Thanks. A “correct” [0,1)-float would take 54 bits of entropy, instead of 52; alas, with a variable bit-rate encoding.

Reason for asking was that I was thinking about submitting a PR for a CSPRNG, and as far as I understood, there is currently no generic structure that does buffering and conversion-to-float from a random bitstream?

Using the native instructions, aes128-ctr has roughly the same speed as dsfmt for generating uint64 (on julia 0.7, on my machine, and with caching of all the roundkeys, which amounts to <12 x i128>=192 bytes of state).

Without hardware support, one could use chacha20/12; I think writing aes in software is too error-prone if avoidable (timing side-channels! DJB’s crypto-suites are cool for being really hard to mess up).
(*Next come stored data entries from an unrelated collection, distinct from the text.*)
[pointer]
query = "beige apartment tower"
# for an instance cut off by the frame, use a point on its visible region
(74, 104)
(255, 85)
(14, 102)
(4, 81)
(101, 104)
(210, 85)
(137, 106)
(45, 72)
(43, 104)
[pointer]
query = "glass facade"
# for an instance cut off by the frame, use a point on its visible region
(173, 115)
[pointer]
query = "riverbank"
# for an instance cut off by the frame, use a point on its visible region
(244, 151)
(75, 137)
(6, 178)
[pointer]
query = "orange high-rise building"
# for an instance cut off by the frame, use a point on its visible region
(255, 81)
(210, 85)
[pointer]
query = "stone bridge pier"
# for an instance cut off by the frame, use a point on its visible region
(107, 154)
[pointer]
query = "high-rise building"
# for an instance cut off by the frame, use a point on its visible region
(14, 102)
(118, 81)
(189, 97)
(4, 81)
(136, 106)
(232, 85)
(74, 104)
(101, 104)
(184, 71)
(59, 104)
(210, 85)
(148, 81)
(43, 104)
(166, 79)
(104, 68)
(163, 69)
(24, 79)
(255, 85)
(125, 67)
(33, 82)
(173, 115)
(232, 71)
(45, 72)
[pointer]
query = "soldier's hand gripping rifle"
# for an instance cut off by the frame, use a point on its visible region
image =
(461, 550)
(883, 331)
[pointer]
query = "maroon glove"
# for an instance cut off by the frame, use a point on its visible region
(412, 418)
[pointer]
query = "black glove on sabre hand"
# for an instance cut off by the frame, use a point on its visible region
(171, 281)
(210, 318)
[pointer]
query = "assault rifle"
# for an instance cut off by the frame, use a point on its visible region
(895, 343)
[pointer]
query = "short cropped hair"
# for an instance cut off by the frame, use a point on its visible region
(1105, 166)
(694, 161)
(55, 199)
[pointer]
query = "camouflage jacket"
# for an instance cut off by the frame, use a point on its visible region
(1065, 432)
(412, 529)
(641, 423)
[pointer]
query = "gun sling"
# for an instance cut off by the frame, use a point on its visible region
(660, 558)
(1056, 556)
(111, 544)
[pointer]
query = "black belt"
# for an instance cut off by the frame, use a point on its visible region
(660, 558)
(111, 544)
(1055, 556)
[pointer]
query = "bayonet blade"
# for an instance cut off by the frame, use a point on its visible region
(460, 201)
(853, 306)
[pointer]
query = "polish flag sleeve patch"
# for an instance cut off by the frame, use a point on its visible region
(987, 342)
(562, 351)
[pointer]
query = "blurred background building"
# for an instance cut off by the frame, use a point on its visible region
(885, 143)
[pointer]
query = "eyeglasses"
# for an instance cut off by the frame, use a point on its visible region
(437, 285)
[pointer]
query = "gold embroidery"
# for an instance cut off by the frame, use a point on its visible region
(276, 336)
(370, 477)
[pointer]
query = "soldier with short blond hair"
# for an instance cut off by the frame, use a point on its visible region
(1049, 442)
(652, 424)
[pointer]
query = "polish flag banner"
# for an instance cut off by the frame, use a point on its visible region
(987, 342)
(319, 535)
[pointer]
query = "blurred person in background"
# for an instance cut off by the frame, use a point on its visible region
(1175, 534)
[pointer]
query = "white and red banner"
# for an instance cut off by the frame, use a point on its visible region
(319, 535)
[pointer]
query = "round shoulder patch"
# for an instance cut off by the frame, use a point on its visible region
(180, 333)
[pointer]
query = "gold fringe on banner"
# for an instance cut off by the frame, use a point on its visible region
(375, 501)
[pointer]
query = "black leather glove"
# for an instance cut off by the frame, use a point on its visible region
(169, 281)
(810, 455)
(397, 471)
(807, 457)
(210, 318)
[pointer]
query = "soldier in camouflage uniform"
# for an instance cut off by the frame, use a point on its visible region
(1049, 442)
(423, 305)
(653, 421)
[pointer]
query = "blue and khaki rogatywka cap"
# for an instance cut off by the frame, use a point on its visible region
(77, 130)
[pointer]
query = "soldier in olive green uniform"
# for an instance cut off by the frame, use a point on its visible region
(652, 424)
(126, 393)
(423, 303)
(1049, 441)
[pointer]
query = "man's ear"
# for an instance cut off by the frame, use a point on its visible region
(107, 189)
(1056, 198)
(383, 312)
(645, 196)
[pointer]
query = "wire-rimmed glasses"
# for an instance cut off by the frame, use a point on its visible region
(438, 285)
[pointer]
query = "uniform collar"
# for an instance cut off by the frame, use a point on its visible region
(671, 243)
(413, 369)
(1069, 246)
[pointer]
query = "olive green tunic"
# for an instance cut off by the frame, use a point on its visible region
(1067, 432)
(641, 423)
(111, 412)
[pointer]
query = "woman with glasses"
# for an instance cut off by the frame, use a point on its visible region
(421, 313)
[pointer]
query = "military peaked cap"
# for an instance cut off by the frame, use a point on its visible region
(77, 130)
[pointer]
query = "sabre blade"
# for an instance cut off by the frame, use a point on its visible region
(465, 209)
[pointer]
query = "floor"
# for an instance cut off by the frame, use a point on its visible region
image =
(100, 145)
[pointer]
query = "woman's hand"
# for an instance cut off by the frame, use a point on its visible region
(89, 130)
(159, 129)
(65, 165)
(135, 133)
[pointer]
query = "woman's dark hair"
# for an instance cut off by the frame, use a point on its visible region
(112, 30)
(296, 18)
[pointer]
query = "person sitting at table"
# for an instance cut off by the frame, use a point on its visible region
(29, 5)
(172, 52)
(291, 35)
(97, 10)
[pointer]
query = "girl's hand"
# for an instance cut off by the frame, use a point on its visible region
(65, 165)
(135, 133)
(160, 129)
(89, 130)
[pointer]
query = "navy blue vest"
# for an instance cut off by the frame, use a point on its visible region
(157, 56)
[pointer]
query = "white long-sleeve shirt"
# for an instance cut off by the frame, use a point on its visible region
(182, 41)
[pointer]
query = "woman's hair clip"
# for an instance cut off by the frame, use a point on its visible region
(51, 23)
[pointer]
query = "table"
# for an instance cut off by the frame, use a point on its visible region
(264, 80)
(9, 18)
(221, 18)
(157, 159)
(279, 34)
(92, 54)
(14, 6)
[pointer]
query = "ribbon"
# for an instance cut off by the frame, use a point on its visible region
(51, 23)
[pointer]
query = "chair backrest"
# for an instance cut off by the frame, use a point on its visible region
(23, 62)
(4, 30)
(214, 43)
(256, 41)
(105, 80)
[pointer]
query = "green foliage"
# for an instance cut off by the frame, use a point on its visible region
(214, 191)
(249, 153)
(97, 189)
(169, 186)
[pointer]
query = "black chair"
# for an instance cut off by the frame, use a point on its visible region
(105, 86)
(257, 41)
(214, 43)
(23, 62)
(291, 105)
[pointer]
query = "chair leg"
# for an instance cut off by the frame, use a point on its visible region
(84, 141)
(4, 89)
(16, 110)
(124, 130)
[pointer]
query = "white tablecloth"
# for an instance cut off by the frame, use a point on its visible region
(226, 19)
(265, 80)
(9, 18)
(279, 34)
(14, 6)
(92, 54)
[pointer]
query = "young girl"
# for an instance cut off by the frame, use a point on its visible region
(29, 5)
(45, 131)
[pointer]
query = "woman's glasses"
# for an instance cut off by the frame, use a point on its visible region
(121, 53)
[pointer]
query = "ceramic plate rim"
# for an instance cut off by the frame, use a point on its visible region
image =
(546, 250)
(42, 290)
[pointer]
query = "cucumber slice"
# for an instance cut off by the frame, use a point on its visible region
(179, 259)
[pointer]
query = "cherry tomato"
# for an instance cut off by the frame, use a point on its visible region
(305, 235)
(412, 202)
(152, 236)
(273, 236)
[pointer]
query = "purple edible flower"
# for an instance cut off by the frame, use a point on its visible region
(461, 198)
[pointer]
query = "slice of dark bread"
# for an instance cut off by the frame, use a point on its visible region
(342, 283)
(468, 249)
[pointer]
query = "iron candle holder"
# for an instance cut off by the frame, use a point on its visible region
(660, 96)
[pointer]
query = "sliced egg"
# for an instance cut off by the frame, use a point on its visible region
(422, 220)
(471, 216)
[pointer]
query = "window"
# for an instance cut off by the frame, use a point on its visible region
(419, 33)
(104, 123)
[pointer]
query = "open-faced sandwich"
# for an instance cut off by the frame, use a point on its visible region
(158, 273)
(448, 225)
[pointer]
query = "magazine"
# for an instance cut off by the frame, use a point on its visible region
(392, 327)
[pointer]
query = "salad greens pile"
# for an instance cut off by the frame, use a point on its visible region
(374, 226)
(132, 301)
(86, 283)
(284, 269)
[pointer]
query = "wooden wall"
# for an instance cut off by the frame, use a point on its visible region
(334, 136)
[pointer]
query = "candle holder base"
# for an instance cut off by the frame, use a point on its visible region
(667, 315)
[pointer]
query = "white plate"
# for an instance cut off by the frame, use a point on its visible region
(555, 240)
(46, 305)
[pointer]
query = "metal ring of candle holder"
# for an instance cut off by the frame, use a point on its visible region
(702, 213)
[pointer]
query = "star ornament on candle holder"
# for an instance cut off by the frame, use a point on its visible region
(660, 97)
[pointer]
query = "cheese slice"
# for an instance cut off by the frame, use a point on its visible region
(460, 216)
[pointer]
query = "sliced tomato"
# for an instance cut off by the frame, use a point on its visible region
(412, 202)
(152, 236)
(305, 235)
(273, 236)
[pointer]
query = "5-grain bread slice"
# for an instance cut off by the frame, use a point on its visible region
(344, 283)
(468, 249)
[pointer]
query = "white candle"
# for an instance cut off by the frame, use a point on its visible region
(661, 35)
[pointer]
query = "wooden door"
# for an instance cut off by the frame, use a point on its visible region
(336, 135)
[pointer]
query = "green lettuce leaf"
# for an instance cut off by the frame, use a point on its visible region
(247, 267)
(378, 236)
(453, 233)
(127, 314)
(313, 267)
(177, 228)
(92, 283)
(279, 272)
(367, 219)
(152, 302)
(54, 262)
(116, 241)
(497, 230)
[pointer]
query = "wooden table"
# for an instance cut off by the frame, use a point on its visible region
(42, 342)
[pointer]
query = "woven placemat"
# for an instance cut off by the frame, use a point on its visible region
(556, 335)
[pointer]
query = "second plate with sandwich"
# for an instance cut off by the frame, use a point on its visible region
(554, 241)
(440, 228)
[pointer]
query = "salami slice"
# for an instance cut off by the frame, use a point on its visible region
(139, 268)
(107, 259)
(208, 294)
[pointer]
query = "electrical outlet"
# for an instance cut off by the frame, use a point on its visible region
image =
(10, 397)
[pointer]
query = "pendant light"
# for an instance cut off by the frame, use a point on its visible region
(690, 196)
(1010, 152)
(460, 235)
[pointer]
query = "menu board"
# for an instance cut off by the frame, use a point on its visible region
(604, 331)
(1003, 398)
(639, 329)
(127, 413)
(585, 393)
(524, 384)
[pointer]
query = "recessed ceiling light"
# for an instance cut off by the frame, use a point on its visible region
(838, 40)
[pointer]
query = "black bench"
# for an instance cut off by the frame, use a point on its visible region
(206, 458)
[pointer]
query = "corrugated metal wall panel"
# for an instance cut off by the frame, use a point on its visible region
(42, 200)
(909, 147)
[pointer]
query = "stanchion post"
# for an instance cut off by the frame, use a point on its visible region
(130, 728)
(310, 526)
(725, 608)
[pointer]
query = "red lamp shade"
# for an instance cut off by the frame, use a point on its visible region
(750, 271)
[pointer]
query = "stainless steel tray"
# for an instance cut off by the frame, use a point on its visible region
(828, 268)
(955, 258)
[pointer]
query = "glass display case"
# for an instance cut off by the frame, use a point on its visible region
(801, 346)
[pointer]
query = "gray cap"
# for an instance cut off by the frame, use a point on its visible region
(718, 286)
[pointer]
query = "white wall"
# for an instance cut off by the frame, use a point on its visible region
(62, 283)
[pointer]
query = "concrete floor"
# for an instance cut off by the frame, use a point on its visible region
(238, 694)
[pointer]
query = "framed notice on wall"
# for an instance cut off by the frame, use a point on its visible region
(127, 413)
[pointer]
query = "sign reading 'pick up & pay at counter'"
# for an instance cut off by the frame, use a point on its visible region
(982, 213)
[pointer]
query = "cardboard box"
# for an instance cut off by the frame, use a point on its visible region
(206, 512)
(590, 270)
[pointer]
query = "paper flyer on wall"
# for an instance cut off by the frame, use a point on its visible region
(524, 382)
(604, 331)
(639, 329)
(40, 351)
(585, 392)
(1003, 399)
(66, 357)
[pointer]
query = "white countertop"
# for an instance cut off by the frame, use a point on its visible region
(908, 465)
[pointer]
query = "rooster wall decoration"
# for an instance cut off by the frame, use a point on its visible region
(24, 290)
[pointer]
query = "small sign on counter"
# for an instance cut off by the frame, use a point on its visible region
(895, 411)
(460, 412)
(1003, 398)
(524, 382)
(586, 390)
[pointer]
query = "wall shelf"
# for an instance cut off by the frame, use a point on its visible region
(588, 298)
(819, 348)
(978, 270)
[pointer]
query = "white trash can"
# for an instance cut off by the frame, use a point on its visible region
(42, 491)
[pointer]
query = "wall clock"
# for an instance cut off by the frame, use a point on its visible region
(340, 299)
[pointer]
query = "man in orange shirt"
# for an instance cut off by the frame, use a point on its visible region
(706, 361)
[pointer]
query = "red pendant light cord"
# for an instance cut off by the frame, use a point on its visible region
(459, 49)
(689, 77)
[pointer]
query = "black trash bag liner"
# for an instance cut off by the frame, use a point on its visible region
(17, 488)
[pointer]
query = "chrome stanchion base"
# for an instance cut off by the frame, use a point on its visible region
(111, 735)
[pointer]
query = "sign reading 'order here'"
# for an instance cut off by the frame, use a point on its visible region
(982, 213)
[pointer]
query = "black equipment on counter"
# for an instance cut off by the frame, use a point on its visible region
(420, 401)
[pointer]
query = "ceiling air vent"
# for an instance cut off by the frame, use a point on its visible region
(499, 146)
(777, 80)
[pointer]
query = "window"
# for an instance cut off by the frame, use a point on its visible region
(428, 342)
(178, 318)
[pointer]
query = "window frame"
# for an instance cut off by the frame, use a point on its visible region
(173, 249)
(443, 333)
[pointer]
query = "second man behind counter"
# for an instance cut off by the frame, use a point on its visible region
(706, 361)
Re hack and subtraction: The principled way could be a hack along the lines of

julia> function getfloat(r::UInt64)
       mo = leading_zeros(r)
       if mo >11
       mo = 12 + leading_zeros(rand(UInt64))
       pref = reinterpret(UInt64,1022-mo)<<52
       return pref | ((r <<12)>>12)

This has a small bias that it avoids really tiny random numbers (smaller than 2^(-76) that should appear once-in-2^76; fixable by using a while loop). The if-block triggers with a probability of 2^(-12) only, so it should not dominate the cost.

edit: I think the real performance problem is that the branch can prevent simd :frowning:

Ok, I did some benchmarking. The distribution is mainly a problem for Float32. I think the following variant is competitive, and gives a much smoother distribution near 0, because we use the entire 32 bits of entropy:

julia> using Random
julia> using BenchmarkTools
julia> N=20_000; inp=rand(UInt32, N); outp = zeros(Float32,N);
julia> function getfloat_trail(r::UInt32)
              mo = Int32(trailing_zeros(r))
              pref = reinterpret(UInt32,Int32(126)-mo)<<23
              res = pref | (r>>9)
              return reinterpret(Float32,res)
julia> function getfloat_std(r::UInt32)
              rr = 0x3f800000 | (r>>9)
              res = reinterpret(Float32, rr)-1.0f0
              return res
julia> @btime Random.rand!($inp);
  17.782 μs (0 allocations: 0 bytes) # 1.7 cycles/number
julia> @btime Random.rand!($outp);
  21.121 μs (0 allocations: 0 bytes) # 2.1 cycles / number
julia> @btime broadcast!($getfloat_std, $outp, $inp);
  4.413 μs (0 allocations: 0 bytes) # 0.4 cycles / number
julia> @btime broadcast!($getfloat_trail, $outp, $inp);
  8.958 μs (0 allocations: 0 bytes) # 0.9 cycles / number

Note: This is really slow on my archlinux binary distribution of 0.6.3, and the above was from a recent master 0.7, built from source.